GNU Astronomy Utilities

2.7 Zero point of an image

The “zero point” of an image is astronomical jargon for the calibration factor of its pixel values; allowing us to convert the raw pixel values to physical units. It is therefore a critical step during data reduction. For more on the definition and importance of the zero point magnitude, see Brightness, Flux, Magnitude and Surface brightness and Zero point estimation.

In this tutorial, we will use Gnuastro’s astscript-zeropoint, to estimate the zero point of a single exposure image from the J-PLUS survey, while using an SDSS image as reference (recall that all SDSS images have been calibrated to have a fixed zero point of 22.5). In this case, both images that we are using were taken with the SDSS r filter. See Eskandarlou et al. 2023.

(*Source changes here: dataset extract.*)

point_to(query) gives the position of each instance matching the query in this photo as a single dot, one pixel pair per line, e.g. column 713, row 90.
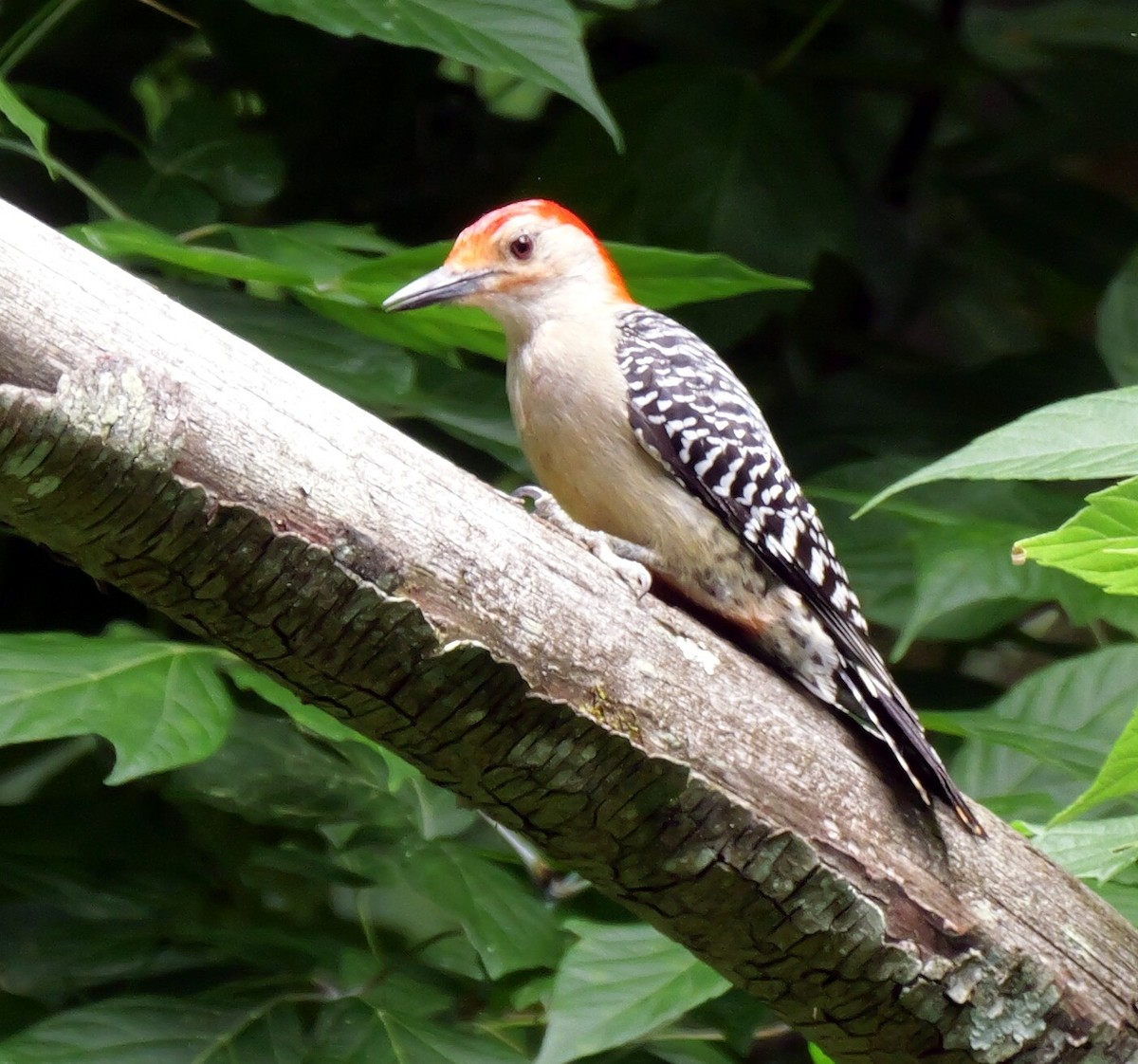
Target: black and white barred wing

Same filters and SVO filter database: It is very important that both your images are taken with the same filter. When looking at filter names, don’t forget that different filter systems sometimes have the same names for one filter, such as the name “R”; which is used in both the Johnson and SDSS filter systems. Hence if you confront an image in the “R” or “r” filter, double check to see exactly which filter system it corresponds to. If you know which observatory your data came from, you can use the SVO database to confirm the similarity of the transmission curves of the filters of your input and reference images. SVO contains the filter data for many of the observatories world-wide.